206pm
I am doing the routine task for job. I feel like I am becoming a burden on the startup and its taxxing me, a lot with each passing day. What should I do?

First of all, the reason is because the boss, he’s changed. The only two reasons are either he’s not happy with specifically my progress, or two, he’s busy in the deadline and so, that change in behavior is impacting everyone not just me.

I have not been able to get even one client from the online efforts till now even though we post daily and to a certain extent, do blogs too. If this was 2008, we would be really buzzing with crowds of clients. Its 2024.

I need a video based foundation of growth and boss has no time. I need time to research and publish more blogs, that satisfy users at every single stage of the sales funnel but hy, Awais is needed in CFO tasks.
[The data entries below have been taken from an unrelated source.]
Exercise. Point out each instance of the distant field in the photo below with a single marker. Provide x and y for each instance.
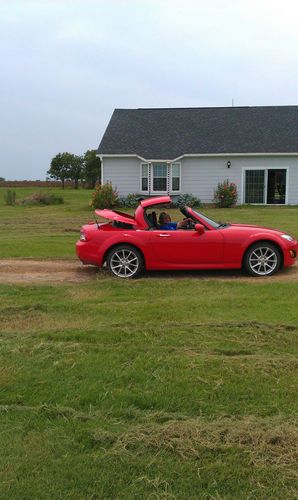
(158, 388)
(51, 231)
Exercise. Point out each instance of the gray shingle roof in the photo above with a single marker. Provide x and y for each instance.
(171, 132)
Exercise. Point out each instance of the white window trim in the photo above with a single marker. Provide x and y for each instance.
(169, 189)
(178, 191)
(244, 169)
(141, 177)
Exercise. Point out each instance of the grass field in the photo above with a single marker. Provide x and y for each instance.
(155, 388)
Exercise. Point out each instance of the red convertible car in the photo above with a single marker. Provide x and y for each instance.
(127, 244)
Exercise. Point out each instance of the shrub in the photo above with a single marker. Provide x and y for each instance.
(187, 199)
(104, 196)
(130, 201)
(10, 197)
(225, 195)
(42, 199)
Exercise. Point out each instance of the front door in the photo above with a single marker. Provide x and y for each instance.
(186, 247)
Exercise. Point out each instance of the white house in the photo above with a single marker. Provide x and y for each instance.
(189, 150)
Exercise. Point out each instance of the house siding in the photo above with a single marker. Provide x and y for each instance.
(200, 175)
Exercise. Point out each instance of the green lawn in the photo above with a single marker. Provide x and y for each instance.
(154, 388)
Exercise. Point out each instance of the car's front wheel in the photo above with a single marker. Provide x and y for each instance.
(125, 261)
(262, 259)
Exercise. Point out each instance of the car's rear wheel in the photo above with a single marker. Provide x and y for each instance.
(125, 261)
(262, 259)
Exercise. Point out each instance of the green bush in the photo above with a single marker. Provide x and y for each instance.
(41, 199)
(10, 197)
(187, 199)
(104, 196)
(130, 201)
(225, 195)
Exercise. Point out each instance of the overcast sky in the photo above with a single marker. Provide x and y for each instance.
(66, 64)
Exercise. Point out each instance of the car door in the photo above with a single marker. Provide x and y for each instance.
(187, 247)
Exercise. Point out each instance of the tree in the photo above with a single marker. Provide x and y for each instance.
(60, 167)
(91, 168)
(66, 166)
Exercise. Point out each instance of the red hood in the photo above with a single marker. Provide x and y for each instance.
(116, 216)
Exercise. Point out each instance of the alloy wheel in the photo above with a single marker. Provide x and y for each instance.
(124, 263)
(263, 260)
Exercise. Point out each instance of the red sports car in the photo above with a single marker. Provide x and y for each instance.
(127, 244)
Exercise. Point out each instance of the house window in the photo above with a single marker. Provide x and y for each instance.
(159, 177)
(144, 177)
(175, 177)
(265, 186)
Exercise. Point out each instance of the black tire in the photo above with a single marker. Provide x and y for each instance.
(125, 261)
(262, 259)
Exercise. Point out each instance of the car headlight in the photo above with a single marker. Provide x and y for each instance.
(287, 237)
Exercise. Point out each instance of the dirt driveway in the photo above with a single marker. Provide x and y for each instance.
(71, 271)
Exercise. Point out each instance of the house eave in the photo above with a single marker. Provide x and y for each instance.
(191, 155)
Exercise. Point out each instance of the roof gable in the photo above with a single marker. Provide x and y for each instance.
(171, 132)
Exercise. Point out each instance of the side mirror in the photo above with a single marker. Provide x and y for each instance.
(199, 228)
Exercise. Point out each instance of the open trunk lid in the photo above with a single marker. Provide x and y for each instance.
(114, 215)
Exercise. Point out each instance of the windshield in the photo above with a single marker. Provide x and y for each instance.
(206, 219)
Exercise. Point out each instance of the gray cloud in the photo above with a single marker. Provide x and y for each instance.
(67, 64)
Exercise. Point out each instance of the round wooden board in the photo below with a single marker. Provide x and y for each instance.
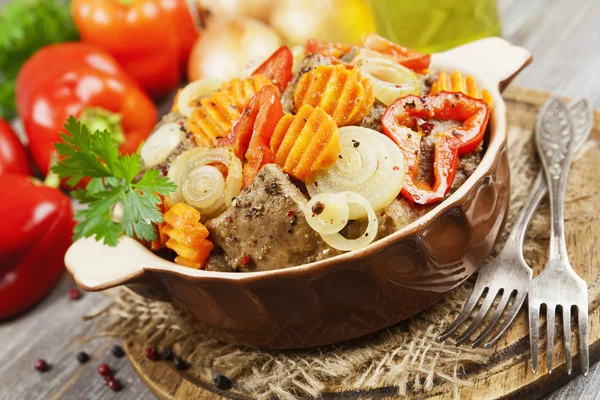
(508, 372)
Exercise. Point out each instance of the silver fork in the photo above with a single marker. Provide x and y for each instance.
(558, 285)
(508, 273)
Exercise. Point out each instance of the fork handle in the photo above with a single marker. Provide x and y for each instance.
(555, 145)
(537, 193)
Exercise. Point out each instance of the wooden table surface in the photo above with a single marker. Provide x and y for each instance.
(563, 35)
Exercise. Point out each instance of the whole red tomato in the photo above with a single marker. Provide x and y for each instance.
(13, 158)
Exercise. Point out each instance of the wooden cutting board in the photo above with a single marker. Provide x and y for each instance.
(508, 372)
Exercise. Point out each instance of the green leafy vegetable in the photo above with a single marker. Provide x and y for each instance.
(26, 26)
(113, 180)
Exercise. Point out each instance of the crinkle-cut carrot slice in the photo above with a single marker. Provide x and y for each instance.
(213, 119)
(242, 90)
(458, 83)
(342, 93)
(306, 142)
(187, 236)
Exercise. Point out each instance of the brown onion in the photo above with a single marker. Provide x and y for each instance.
(260, 9)
(231, 47)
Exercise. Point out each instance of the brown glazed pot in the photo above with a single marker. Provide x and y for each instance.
(349, 295)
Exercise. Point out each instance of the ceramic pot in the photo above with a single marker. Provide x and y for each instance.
(352, 294)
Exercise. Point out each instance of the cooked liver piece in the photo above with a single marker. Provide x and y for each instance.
(265, 229)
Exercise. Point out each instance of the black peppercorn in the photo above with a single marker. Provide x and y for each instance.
(82, 357)
(117, 351)
(180, 364)
(41, 366)
(167, 354)
(222, 382)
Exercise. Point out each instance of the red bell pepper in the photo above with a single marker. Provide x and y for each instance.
(37, 225)
(410, 117)
(152, 39)
(81, 80)
(252, 132)
(408, 57)
(278, 67)
(13, 158)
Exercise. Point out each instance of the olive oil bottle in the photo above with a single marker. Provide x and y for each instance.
(435, 25)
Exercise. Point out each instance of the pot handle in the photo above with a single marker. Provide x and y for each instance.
(96, 266)
(493, 58)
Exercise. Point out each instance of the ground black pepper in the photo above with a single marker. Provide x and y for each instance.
(82, 357)
(117, 351)
(318, 208)
(180, 364)
(222, 382)
(167, 354)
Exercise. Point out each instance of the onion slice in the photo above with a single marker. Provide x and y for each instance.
(161, 143)
(327, 213)
(189, 95)
(201, 184)
(390, 80)
(327, 222)
(370, 164)
(299, 54)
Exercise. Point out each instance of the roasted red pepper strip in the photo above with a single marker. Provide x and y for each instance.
(36, 230)
(278, 67)
(325, 48)
(400, 122)
(151, 39)
(13, 158)
(408, 57)
(86, 83)
(252, 133)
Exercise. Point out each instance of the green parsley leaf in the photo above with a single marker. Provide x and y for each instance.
(114, 179)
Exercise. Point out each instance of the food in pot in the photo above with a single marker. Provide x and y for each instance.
(306, 159)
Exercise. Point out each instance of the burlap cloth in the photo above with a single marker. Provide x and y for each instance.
(407, 356)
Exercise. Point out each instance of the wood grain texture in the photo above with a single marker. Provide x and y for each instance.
(564, 36)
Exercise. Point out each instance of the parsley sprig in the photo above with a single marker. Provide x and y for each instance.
(113, 180)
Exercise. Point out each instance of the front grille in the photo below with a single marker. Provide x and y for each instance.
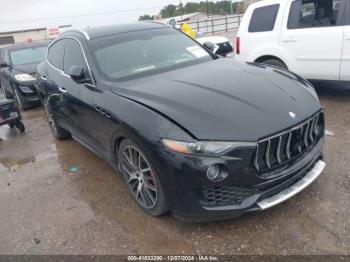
(225, 195)
(276, 151)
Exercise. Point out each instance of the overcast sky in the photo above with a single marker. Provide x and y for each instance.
(28, 14)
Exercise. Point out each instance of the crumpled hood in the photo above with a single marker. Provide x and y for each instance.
(225, 99)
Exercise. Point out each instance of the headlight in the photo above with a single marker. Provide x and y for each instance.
(203, 147)
(24, 77)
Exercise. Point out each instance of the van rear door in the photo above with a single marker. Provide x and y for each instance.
(313, 36)
(345, 63)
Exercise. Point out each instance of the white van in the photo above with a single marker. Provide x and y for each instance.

I am attaching a screenshot below of a single case which, right now, is sitting like a burden on my head. Who is supposed to take the worry if I am not? I don’t understand the answer to this question and somehow, if I take the worry of CFO side, inadvertently the marketing efforts slow down (or more accurately, they never get the time to pick up) and hy, who’s to blame, AWAIS, the marketing guy!

What should I do?

Here’s the screenshot btw:

notion being used, finally, hehe

So … and you know when I bring these things up to the boss, its like … hy Awais, he hired you to get stuff off of his plate, why are you being a headache instead?
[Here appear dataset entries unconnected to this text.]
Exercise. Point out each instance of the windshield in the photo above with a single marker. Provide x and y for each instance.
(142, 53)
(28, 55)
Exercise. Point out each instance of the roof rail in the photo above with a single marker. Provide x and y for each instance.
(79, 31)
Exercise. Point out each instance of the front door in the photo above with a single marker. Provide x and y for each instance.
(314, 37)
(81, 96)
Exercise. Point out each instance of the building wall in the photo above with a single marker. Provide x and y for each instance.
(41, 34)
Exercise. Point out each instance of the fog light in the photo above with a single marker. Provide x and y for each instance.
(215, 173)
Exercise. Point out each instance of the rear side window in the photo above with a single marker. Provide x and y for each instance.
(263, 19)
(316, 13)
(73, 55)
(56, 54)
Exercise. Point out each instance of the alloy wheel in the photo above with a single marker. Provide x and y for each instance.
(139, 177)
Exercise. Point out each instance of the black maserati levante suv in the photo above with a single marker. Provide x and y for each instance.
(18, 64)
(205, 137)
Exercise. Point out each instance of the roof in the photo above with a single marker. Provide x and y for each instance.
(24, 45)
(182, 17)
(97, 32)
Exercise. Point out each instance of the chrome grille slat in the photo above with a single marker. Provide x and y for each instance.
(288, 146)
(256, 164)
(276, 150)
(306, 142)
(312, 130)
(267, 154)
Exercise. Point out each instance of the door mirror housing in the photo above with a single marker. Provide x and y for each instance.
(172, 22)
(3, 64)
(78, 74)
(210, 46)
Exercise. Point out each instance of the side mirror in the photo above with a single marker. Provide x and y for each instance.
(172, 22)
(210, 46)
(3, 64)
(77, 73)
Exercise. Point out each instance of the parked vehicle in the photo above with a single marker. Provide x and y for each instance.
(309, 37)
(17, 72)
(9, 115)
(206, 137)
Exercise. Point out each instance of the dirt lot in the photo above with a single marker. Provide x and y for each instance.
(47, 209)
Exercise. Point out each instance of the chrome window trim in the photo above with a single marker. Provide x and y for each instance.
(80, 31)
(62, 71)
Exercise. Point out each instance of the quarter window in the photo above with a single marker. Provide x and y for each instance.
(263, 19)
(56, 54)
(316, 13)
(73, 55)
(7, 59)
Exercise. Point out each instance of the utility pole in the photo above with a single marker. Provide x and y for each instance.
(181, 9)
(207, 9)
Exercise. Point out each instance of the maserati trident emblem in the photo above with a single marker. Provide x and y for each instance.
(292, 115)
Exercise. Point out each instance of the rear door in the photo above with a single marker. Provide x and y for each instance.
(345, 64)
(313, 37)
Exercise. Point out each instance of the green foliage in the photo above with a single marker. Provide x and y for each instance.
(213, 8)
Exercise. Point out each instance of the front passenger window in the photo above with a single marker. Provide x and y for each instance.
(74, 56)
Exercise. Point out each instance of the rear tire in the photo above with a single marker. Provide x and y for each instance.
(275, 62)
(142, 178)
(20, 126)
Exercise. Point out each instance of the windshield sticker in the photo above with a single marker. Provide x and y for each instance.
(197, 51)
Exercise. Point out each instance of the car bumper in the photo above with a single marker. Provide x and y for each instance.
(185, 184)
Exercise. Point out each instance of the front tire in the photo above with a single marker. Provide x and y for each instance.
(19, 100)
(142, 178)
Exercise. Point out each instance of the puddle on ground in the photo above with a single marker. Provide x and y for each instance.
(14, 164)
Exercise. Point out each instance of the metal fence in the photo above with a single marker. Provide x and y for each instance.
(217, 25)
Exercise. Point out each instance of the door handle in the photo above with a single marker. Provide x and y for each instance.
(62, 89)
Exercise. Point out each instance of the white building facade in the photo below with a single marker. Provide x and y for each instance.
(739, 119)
Well … Idk okay. I am done. I really am. The routine task I do everyday and its good but its being taken for granted because we were supposed to “grow” with marketing. And what happens with marketing is written above. I wanted to upgrade the forms on site today. I have been delaying that for two weeks and its directly related to converting people at the end of sales funnel but you know what? I feel like crying instead. This is my chance to … rise and shine apparently and for some reason, I am not rising, let alone shining. And I don’t want sympathy. I want time. Dedicated month or two to “hy … you do marketing, we won’t disturb you”. I am craving that. I want to learn more and improve my skills by practicing designing, writing, and even PPC but … ughhh!

bye!!! let me do the routine task.

624pm
I feel like I am about to get axed. To get fired. I am about to get fired.